Fino all´ultimo, i nuovi «criteri» e il loro bilanciamento sono stati fortemente osteggiati dalle banche e dagli industriali. Ancora ieri l´altro Alessandro Profumo, nella sua veste di presidente della Federazione bancaria europea, ha inviato una lettera-appello proprio a Trichet, oltre che al presidente Ue Barroso. Ieri, di nuovo, c´è stato il no della Confindustria. Ma resistenze sono venute nel tempo anche da altri paesi, dalla Francia come dagli Usa. Per tutti, il timore era che troppi vincoli avrebbero imbrigliato la già tiepida ripresa dell´economia e che troppi paletti avrebbero frenato la concorrenza tra le istituzioni finanziarie. Le autorità di vigilanza però hanno tenuto duro, cercando di smussare le tante resistenze, ma senza rinunciare ad una convinzione di fondo: se lasciate libere, le banche mai avrebbero messo da parte i denari necessari per affrontare i periodi difficili. Perciò intenso è stato il lavorìo tecnico-diplomatico sulla durata della fase di transizione, questa sì essenziale per la percezione dei mercati e per i contraccolpi sull´economia: il negoziato alla fine ha ridotto di un anno il termine ultimo per l´entrata in vigore della riforma, fissato oggi al 2019. «È un congruo periodo per adeguarsi agli standard e continuare a sostenere la ripresa», commenta non a caso Trichet.
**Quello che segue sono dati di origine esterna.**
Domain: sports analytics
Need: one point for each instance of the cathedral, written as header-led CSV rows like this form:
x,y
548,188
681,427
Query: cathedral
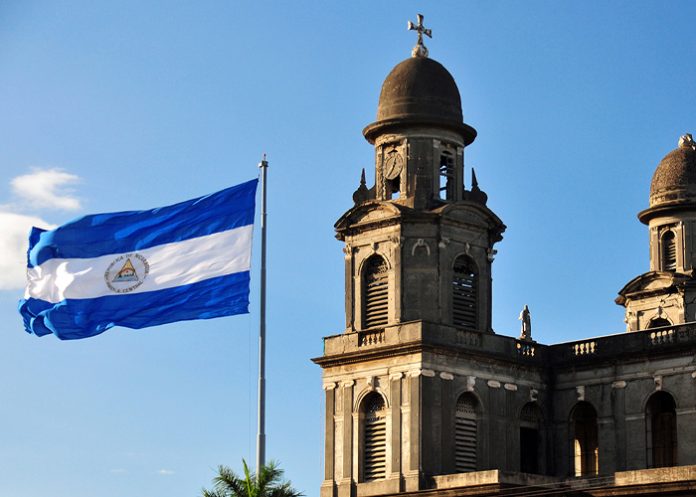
x,y
421,395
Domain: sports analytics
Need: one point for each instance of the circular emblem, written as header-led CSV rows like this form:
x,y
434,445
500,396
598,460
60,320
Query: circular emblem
x,y
393,164
126,273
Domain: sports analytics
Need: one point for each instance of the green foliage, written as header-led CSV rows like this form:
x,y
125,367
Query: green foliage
x,y
269,483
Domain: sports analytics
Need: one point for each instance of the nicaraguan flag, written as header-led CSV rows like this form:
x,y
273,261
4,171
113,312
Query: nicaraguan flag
x,y
142,268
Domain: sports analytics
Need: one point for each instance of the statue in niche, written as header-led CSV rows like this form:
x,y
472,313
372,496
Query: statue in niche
x,y
526,318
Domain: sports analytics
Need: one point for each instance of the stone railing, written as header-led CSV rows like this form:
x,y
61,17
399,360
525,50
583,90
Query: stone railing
x,y
373,337
631,343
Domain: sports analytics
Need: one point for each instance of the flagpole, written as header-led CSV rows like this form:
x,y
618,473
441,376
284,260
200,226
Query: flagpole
x,y
261,435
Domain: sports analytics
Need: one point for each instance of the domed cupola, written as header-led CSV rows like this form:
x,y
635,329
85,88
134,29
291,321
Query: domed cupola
x,y
419,135
666,294
674,182
419,91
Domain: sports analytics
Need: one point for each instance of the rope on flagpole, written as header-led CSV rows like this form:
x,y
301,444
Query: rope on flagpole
x,y
261,433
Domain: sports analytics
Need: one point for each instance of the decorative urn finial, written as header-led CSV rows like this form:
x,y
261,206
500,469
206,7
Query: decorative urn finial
x,y
687,141
420,50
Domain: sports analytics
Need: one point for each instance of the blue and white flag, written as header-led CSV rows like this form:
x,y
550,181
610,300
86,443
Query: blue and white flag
x,y
142,268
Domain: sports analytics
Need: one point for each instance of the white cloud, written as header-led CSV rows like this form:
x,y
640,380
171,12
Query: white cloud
x,y
47,188
14,242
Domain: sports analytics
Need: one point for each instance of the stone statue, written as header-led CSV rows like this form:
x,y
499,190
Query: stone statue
x,y
526,318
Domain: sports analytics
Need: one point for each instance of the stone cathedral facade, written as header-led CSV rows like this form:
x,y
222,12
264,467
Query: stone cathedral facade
x,y
422,395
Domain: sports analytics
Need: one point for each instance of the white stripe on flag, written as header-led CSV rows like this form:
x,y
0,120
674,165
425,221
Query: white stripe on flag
x,y
168,265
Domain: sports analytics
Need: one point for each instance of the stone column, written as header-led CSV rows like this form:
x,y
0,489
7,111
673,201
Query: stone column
x,y
686,436
345,483
447,424
327,487
395,385
619,410
412,476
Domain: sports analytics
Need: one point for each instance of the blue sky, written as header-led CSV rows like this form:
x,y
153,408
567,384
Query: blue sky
x,y
128,105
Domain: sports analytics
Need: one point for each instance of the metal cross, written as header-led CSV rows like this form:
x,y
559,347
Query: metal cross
x,y
420,50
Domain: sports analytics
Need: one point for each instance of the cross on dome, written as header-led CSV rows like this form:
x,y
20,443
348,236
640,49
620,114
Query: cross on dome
x,y
420,49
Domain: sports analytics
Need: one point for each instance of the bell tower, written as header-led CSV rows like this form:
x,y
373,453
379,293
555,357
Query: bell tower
x,y
418,256
666,295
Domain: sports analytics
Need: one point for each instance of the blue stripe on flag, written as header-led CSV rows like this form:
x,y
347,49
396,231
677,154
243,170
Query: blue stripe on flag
x,y
120,232
82,318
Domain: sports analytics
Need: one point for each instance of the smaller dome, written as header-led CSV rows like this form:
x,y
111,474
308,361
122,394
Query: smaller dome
x,y
674,181
417,91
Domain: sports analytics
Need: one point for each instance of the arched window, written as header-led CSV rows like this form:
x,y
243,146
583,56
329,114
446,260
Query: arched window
x,y
374,432
465,433
447,175
464,293
669,252
661,430
585,440
530,438
375,292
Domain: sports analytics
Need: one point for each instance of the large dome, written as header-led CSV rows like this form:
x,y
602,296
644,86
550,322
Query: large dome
x,y
674,181
421,91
Le regole sono il frutto di oltre due anni di studi tecnici condotti dal Financial Stability Board, l´organismo anticrisi voluto dal G20 e guidato dal governatore della Banca d´Italia, Mario Draghi. L´intesa è il risultato di un delicato negoziato per calibrare i più rigidi coefficienti di capitale e liquidità ad una tempistica di adeguamento più soft. Draghi si è speso in prima persona in tutto il periodo di preparazione, lanciando anche un vero e proprio Sos ai capi di stato e di governo perché dessero il loro appoggio politico al progetto. Nella sua visione, ma anche in quella delle altre autorità, con la riforma il sistema bancario del domani sarà più forte e meno vulnerabile; i risparmiatori più garantiti.
La riforma scatta dal 2013. Sotto il profilo più tecnico prevede: il raddoppio, dal 2 al 4,5% del cosiddetto common equity, cioè capitale azionario più riserve. Passa dal 4 al 6% il requisito minimo per il patrimonio di base di qualità (Tier 1, in gergo). Il rapporto tra patrimonio totale e attività di rischio ponderate resta all´8%. Vengono introdotti dei buffer, cioè dei cuscinetti di capitale: uno fisso, l´altro aggiuntivo a garanzia di possibili difficoltà cicliche (fino al 5%). Quando questo buffer si attiva, le banche non potranno distribuire dividendi né elargire i superbonus ai manager. È consentito di non dedurre per un lungo periodo gli strumenti sottoscritti dai governi, come i Tremonti bond. Approvata a livello tecnico dal vertice di Basilea, la riforma dovrà ora avere anche il placet politico: il via libera è atteso dai capi di stato e di governo nella riunione del G20 in programma a Seul, in novembre.